Stuart BROWN1, Qi HAN1, Calum DRUMMOND1, Tamar GREAVES1
1School of Science, RMIT, Melbourne, Australia
A proteins solvent environment is key to its stability due to the influence the environment has on protein aggregation and folding. For many proteins, aqueous buffer solutions do not provide the optimum solvent environment and so alternative solvents are required for protein stability. The use of ionic liquid-water mixtures has been shown to manipulate these protein properties, with certain ion combinations and concentrations greatly increasing protein stability or activity. These changes are based on the interactions occurring within the solution between protein-water, protein-ionic liquid and protein-protein. However, there is currently no working understanding of the relationship between ionic liquid (IL) structure and its effect on a protein making investigations of IL-protein systems a trial-and-error activity. To expedite this, our research presents 137 IL-water mixtures with 10 unique cations and 10 unique anions at 4 different concentrations to investigate the effect of IL structure and concentration on the model protein hen egg white lysozyme.
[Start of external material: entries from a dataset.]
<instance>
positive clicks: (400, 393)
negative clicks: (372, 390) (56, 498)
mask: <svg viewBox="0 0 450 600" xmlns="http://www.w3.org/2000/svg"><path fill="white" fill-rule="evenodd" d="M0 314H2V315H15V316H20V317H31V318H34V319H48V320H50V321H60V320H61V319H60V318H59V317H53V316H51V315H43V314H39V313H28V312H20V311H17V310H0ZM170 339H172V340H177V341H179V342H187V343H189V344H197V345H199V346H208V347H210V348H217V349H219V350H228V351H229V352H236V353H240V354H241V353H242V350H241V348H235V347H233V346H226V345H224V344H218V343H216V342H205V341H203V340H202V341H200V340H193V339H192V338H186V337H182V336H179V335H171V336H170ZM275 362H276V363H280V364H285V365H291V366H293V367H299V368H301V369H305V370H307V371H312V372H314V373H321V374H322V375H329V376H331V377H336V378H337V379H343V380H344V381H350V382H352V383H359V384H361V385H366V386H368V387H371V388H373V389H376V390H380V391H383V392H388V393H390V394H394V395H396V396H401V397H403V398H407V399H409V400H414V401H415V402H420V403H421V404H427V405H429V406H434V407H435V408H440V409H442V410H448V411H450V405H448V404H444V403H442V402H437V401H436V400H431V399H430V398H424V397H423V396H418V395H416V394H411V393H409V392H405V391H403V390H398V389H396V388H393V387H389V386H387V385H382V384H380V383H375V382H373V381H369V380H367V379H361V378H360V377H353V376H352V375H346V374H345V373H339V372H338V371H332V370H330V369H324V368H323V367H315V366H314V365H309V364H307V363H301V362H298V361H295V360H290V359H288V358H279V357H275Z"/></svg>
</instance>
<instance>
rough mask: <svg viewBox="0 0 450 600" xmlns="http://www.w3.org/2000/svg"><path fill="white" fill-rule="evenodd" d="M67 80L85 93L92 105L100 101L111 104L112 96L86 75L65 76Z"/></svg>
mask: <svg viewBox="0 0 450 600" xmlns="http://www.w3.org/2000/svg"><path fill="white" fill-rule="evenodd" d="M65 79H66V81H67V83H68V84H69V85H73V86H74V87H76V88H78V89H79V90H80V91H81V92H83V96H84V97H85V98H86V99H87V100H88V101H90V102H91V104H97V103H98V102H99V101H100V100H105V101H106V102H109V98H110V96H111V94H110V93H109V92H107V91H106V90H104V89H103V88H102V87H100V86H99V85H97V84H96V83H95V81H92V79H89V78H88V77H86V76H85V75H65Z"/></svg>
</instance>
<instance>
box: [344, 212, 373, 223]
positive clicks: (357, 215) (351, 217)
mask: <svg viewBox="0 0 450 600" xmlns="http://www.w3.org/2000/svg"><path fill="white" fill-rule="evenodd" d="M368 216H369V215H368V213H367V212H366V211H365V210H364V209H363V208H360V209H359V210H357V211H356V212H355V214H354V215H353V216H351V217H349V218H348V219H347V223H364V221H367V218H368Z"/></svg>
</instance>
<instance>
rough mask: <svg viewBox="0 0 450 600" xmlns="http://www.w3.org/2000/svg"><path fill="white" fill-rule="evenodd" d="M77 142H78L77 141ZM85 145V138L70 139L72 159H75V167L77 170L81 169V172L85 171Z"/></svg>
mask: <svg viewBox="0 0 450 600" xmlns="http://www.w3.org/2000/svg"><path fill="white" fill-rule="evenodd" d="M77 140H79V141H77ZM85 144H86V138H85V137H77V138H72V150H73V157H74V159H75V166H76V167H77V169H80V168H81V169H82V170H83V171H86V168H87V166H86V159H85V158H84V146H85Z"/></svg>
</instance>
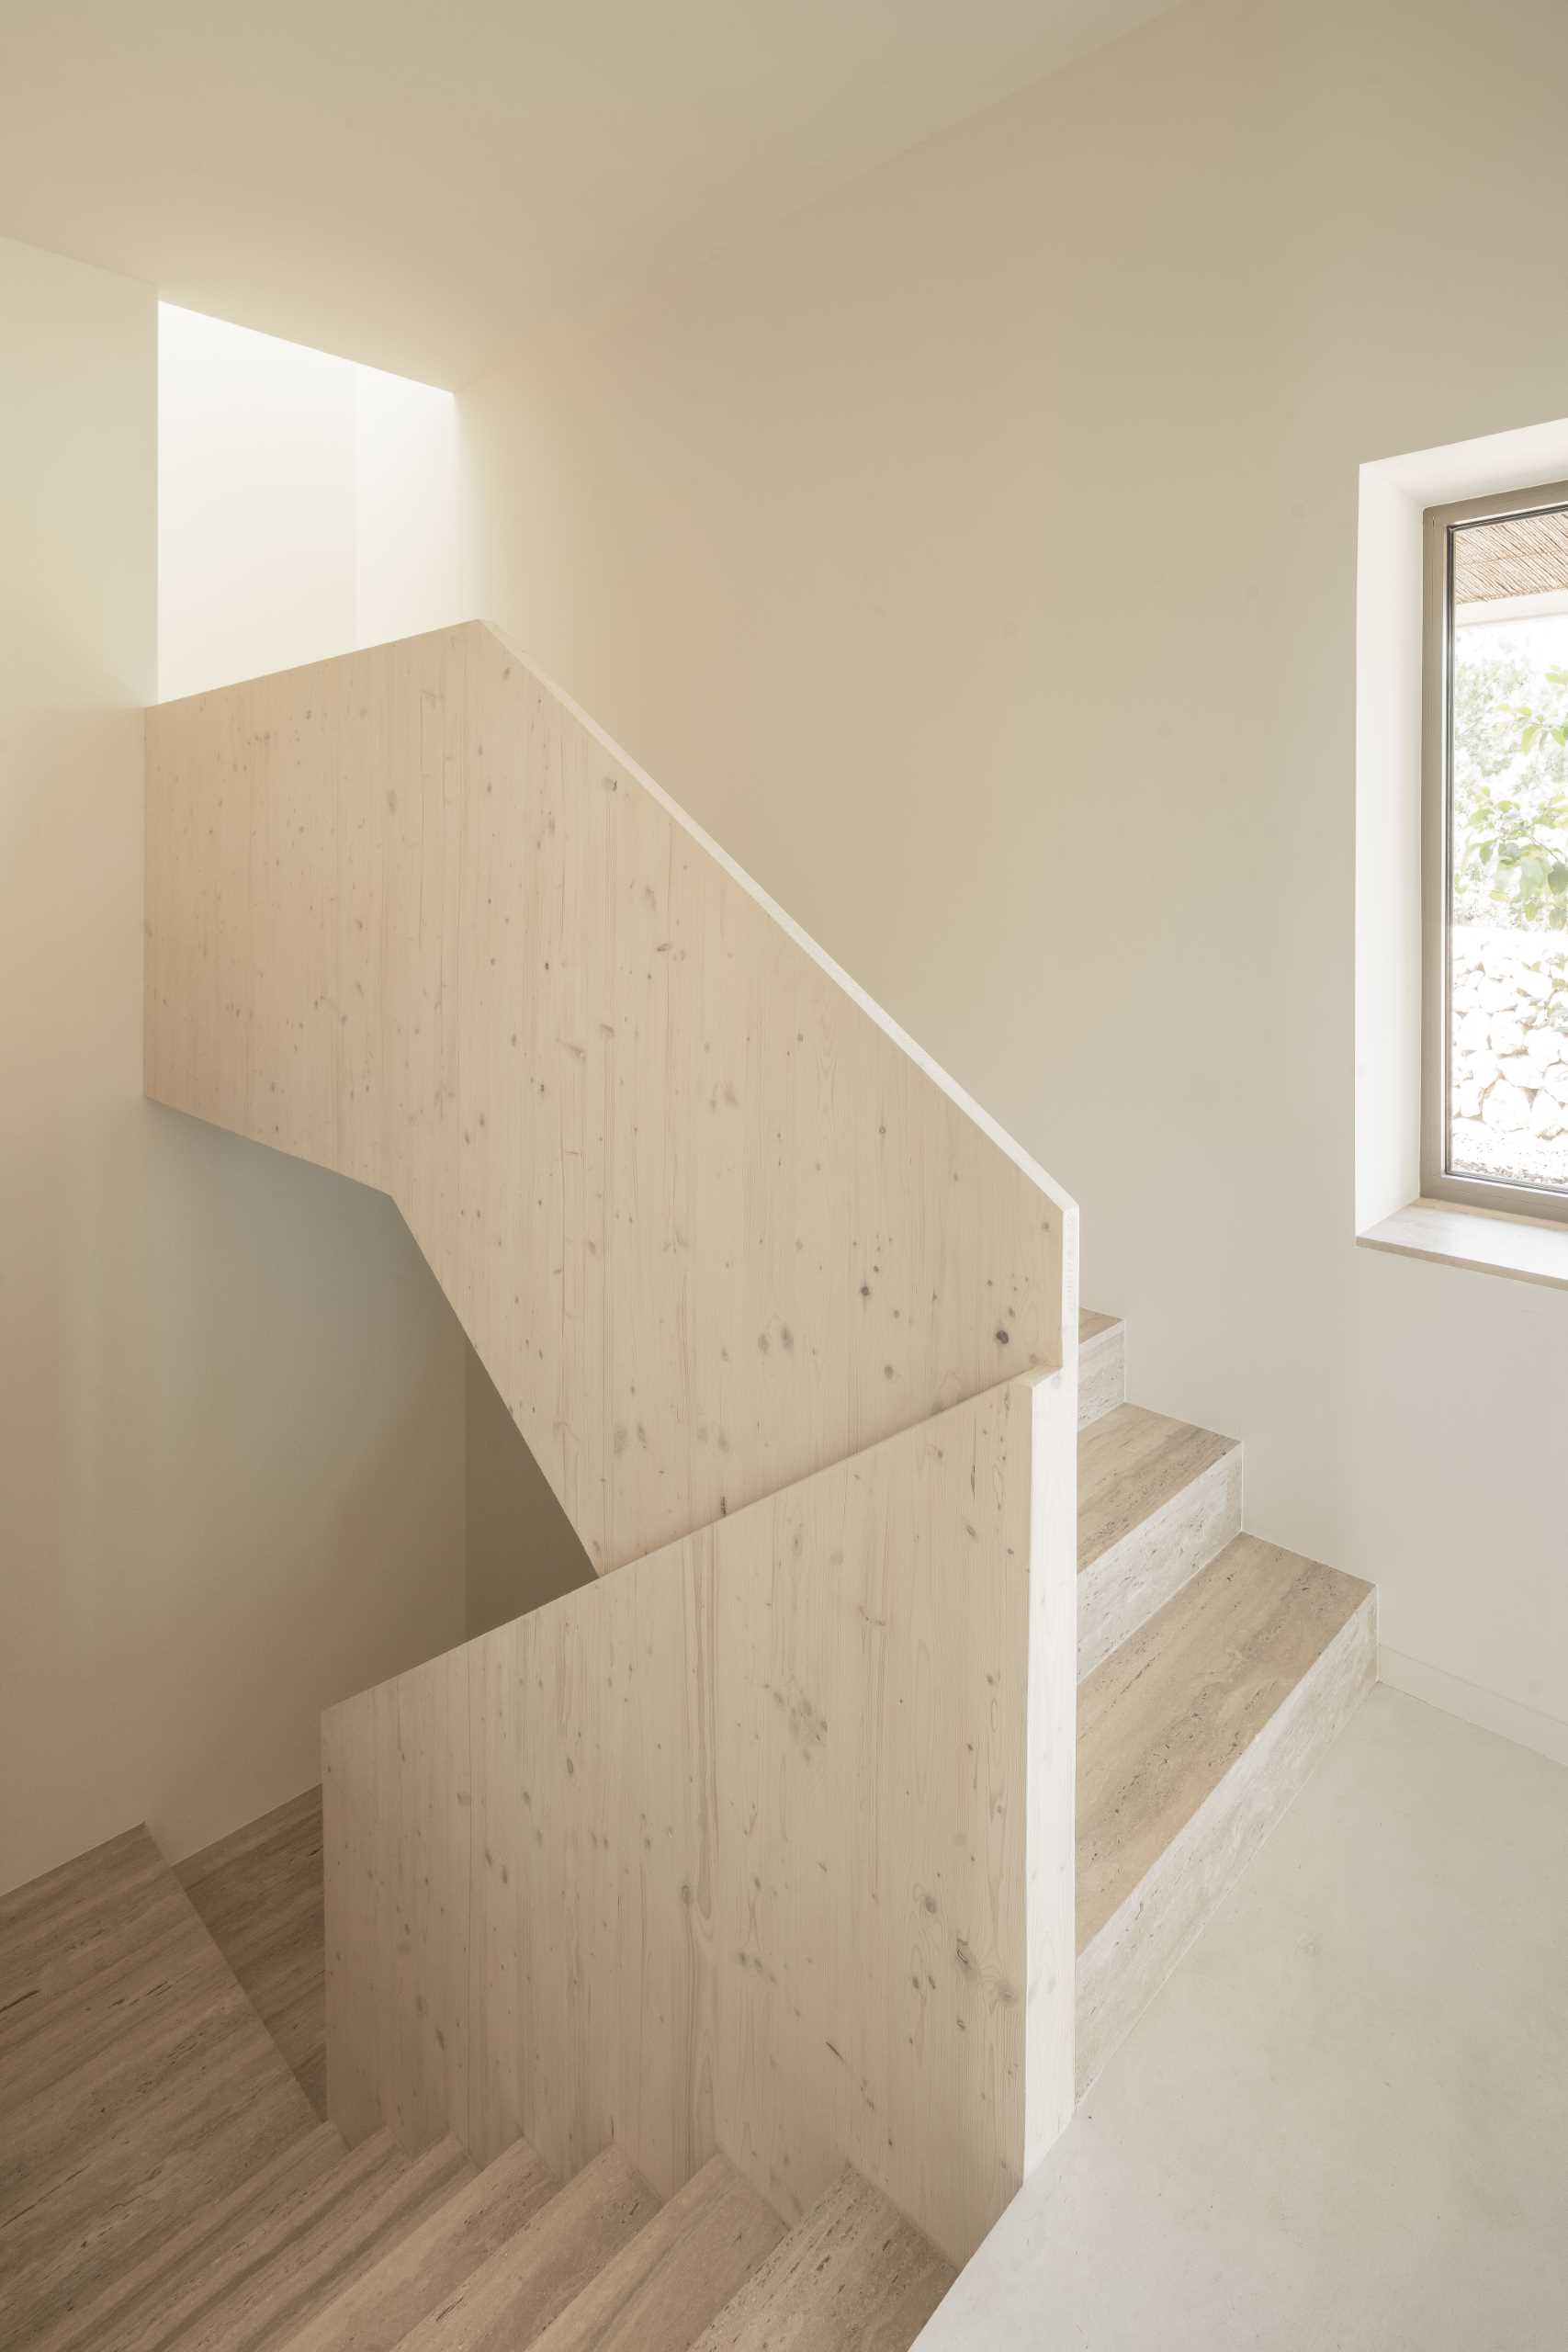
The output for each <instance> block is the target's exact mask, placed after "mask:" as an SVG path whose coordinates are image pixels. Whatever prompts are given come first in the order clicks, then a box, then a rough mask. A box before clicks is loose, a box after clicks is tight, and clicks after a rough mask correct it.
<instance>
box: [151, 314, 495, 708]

It was found that the specific ion effects of a single ions structure are not consistent across ion pairs. Several trends were found at low IL concentrations, for example a hydroxyl group or the increased alkyl chain length of the cation reduced the size of lysozyme. It was also found that these trends were inconsistent across concentrations and highly specific to the ion series. The study of specific ion effects has shown great promise in relation to solvent effects on protein stability, however with the inclusion of ILs in this field it becomes necessary to incorporate a model of analysis that includes the ion pair and how combinations of ions affect a protein in solution.